Like many others planning a retirement in Cyprus we own a house in the UK which we wish to rent out for a few years(5) until we are sure we have settled and also to cover the cost of rental in Cyprus. In addition we have a UK flat which we rent out for investment but do not want to sell at present because of the UK market. Will this mean that we will have to lose out on the better cypriot tax rates? For our first year in Cyprus my husband will have no income other than from the properties so would we be better putting them in his name only- I will have a UK pension ? Advice would be appreciated.Anne


----------



## BabsM (May 24, 2008)

Hi Anne, welcome to the forum. 

Your pension will probably be taxed over here. Bit if I have understood the rules correctly, the rental income will probably be subject to UK tax because it derives from the UK, whoever's name it is in.
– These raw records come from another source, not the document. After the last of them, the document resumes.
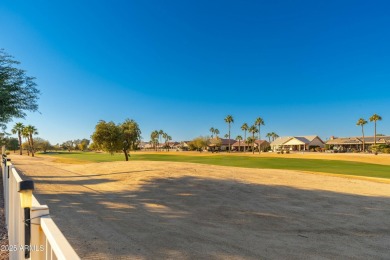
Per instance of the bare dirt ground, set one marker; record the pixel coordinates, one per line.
(3, 230)
(160, 210)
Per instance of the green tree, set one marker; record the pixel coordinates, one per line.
(199, 143)
(253, 130)
(31, 130)
(244, 128)
(18, 129)
(229, 119)
(259, 121)
(361, 122)
(68, 145)
(239, 138)
(108, 137)
(42, 145)
(83, 145)
(375, 118)
(26, 136)
(131, 134)
(274, 136)
(269, 135)
(160, 134)
(212, 131)
(12, 144)
(216, 132)
(18, 92)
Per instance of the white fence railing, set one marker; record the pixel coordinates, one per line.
(46, 240)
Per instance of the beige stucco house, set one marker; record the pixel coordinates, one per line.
(297, 143)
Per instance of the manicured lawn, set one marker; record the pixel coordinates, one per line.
(314, 165)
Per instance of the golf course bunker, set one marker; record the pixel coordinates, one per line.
(160, 210)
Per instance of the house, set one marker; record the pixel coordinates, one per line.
(278, 142)
(345, 144)
(220, 144)
(239, 146)
(297, 143)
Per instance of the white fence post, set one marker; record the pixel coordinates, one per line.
(38, 238)
(47, 241)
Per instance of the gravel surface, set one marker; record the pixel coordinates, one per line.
(3, 230)
(164, 210)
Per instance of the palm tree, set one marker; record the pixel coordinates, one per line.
(229, 119)
(154, 138)
(165, 136)
(253, 130)
(269, 135)
(212, 131)
(362, 122)
(31, 130)
(375, 118)
(18, 129)
(26, 137)
(160, 134)
(169, 138)
(216, 132)
(250, 141)
(244, 128)
(239, 138)
(259, 121)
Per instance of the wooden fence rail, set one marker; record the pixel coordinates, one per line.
(46, 239)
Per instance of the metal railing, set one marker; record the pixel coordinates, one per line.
(46, 240)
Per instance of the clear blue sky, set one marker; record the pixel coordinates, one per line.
(305, 67)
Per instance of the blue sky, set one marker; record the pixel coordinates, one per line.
(305, 67)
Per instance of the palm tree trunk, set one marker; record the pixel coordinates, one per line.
(363, 138)
(244, 141)
(253, 143)
(126, 155)
(32, 145)
(259, 141)
(20, 143)
(229, 137)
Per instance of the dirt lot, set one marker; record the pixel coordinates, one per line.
(154, 210)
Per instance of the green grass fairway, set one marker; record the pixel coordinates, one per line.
(314, 165)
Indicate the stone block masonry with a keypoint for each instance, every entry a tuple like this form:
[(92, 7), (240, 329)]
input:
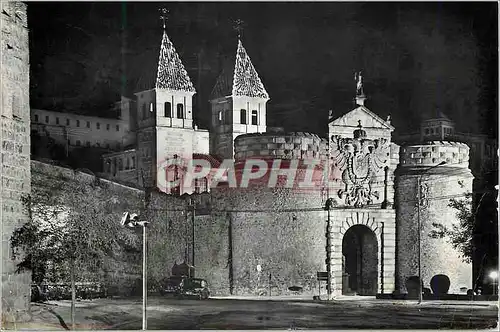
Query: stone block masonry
[(438, 186), (15, 153)]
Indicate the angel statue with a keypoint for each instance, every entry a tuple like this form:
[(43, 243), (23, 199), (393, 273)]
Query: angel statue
[(359, 83)]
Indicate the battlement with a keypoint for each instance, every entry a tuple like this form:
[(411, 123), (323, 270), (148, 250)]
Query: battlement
[(295, 145), (455, 154)]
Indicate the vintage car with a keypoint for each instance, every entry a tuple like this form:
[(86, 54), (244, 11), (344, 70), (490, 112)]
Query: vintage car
[(185, 287)]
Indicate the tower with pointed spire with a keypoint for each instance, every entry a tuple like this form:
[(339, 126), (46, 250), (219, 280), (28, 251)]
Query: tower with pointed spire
[(238, 103), (165, 117), (360, 93)]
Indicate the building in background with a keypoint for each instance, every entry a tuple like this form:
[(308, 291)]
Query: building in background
[(374, 237)]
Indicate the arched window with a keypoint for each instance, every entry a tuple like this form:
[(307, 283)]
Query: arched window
[(168, 109), (243, 116), (255, 118), (180, 111)]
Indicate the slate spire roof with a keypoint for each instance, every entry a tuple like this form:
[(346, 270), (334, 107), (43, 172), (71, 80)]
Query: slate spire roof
[(171, 72), (239, 79)]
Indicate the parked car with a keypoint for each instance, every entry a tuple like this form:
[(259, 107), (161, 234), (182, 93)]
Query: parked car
[(185, 287), (38, 293)]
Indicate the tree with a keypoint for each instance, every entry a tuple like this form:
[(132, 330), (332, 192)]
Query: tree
[(461, 235), (74, 225)]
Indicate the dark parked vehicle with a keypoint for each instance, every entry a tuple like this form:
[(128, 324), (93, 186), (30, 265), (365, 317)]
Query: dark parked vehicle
[(38, 293), (185, 287)]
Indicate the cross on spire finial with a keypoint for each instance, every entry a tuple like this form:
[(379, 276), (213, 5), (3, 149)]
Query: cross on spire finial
[(238, 26), (164, 16)]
However, until you complete and submit the application for exemption from UK taxation under the double taxation treaty I would assume nothing since HMRC can be unpredictable!!!! It is possible that they will decide the pension can be taxed in Cyprus and the rental income in the UK!


----------



## anne lamplugh (Feb 5, 2009)

BabsM said:


> Hi Anne, welcome to the forum.
> 
> Your pension will probably be taxed over here. Bit if I have understood the rules correctly, the rental income will probably be subject to UK tax because it derives from the UK, whoever's name it is in. However, until you complete and submit the application for exemption from UK taxation under the double taxation treaty I would assume nothing since HMRC can be unpredictable!!!! It is possible that they will decide the pension can be taxed in Cyprus and the rental income in the UK!


Thanks Babs, sounds a bit suck it and see!


----------